One of our tasks for this week was to begin our research for our portfolio sites. This will help me to better understand what works well in a successful portfolio, and how to come about making something that employers will like. On the other hand, it will also help me to better understand what I don’t want for my own portfolio, and what things to take into consideration when planning out my design.
During this task, I will look into the portfolios of existing designers, and explain what I like and what I don’t like about their sites.
Stephen Calvillo Design
What I like about their portfolio:
I really like their use of the black and white theme, as this is something I want to incorporate into my own portfolio. The thick, white text goes really well against the plain black background, and then the opposite way when they are talking about their work. There is an overall theme of contrast throughout this site that I’m really drawn to. It all feels very bold and striking, and their use of negative space is something I admire.
What I don’t like about their portfolio:
There are a few things I would change about this portfolio, such as the font choices, particularly in the parts where they are discussing their work. To me, it feels more like they are showing us a piece of typewritten paper, which may be what they were going for but personally I’m not a fan of it. Another thing that I would change about this portfolio is that, when you scroll down the page, sometimes the body text can overlap the text in the sticky navigation bar, which makes it impossible to read. This distracted me from the text, which I feel would be a disadvantage to employers.
What I liked about their portfolio:
I really loved looking through this portfolio – the sleek, minimal designs are always something I have loved in UX design. There is an effortlessness that comes with minimalism, while although it is not easy to create, it looks like the creator has done it with such ease. I really like this designer’s use of fonts to portray the difference between headers and paragraphs.

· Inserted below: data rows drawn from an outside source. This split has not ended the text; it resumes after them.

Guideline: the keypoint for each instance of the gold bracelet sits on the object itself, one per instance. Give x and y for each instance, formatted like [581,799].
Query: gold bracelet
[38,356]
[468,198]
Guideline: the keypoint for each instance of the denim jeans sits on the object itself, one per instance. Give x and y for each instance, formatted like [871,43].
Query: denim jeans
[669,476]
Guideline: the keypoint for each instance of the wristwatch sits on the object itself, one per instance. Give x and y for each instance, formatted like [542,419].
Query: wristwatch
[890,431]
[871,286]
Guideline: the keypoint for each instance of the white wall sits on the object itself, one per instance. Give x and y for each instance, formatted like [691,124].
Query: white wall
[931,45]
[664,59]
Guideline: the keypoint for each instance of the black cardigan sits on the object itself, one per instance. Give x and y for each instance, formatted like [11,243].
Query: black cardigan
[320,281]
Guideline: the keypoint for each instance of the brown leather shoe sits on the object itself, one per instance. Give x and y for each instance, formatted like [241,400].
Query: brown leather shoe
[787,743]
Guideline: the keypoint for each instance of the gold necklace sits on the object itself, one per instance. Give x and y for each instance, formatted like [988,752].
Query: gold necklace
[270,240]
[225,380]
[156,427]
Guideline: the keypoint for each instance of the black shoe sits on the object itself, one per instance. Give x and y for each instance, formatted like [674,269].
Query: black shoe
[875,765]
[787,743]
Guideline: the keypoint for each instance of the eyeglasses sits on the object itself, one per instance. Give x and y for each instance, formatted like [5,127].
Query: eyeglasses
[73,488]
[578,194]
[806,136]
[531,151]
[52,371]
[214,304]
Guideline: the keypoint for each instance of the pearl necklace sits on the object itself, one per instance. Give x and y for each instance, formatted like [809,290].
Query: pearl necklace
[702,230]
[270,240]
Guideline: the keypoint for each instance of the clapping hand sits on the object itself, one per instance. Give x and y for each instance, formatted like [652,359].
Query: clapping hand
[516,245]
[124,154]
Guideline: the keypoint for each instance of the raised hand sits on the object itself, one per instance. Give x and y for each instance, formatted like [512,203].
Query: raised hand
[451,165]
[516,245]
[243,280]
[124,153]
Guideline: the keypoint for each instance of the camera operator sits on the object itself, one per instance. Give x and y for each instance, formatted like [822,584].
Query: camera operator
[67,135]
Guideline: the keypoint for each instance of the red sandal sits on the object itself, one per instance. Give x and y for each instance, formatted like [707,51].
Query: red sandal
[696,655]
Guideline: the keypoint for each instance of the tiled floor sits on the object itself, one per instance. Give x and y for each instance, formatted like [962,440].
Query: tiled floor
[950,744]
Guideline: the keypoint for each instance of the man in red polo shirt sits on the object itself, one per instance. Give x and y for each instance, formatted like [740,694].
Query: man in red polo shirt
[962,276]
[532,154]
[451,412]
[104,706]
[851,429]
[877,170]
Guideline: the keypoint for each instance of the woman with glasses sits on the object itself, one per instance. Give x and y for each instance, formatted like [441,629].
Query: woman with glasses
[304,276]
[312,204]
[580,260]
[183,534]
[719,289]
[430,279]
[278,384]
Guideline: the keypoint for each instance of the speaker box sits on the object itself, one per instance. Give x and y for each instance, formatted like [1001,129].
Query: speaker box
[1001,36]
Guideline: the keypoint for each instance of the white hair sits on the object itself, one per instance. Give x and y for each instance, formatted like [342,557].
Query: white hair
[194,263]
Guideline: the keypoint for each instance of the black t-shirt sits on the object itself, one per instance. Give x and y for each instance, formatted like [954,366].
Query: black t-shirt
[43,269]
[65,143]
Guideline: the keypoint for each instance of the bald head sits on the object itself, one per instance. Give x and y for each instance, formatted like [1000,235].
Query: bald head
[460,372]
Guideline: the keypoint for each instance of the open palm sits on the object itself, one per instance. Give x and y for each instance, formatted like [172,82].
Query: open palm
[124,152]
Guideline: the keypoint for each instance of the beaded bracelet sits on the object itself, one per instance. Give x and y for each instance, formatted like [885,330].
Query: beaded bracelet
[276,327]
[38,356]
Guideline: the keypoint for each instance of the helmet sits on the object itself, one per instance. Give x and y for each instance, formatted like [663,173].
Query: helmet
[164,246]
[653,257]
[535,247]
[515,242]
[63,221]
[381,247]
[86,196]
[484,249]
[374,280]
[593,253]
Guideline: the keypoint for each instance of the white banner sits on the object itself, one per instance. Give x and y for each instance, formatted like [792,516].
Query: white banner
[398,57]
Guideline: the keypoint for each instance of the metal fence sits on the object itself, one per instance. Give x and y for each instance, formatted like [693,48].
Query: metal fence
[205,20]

There was also a really nice detail I liked on their home page – when you hovered over their name in the main header, it changed to blue. I really liked that little detail, as it isn’t something you would notice unless you ran your curser over that area. It wasn’t linked to anything, it was just a small design choice which works so well.
What I didn’t like about their portfolio:
There wasn’t much I could see about this portfolio that I disliked, as the more I explored the more I felt inspired. The one thing I would say is that there wasn’t a lot of information on the home page, whether it was about the designer or the work they were showcasing. Most of the stuff on the home page was just links and titles, and I feel a bit more information may have been better.
To expand my research further, I also began building a pinterest board around portfolio designs, and little attributes I wanted to include in my own portfolio. I have found pinterest to be very helpful for me in the past in terms of gathering a large amount of ideas to look back on.
Link to my pinterest board: https://www.pinterest.co.uk/jessicadonnan/portfolio/
What makes a good portfolio?
After researching a variety of existing portfolio examples, I came up with a brief list of different qualities that all my favourite portfolios seemed to possess, and what employers will be looking for when they see mine:
- conveys your branding identity and personality
- easy to navigate and follow
- should showcase your ability of work well
- should also showcase your process > design
I need to also think about who will be looking at my portfolio.
- Potential employers will be wanting to see what work I am capable of, and get a feel for who I am as a person and designer.
- Professional designers and competitors will want to see my work.
- Students will also want to view my work in order to gain inspiration or to see how they are competing against.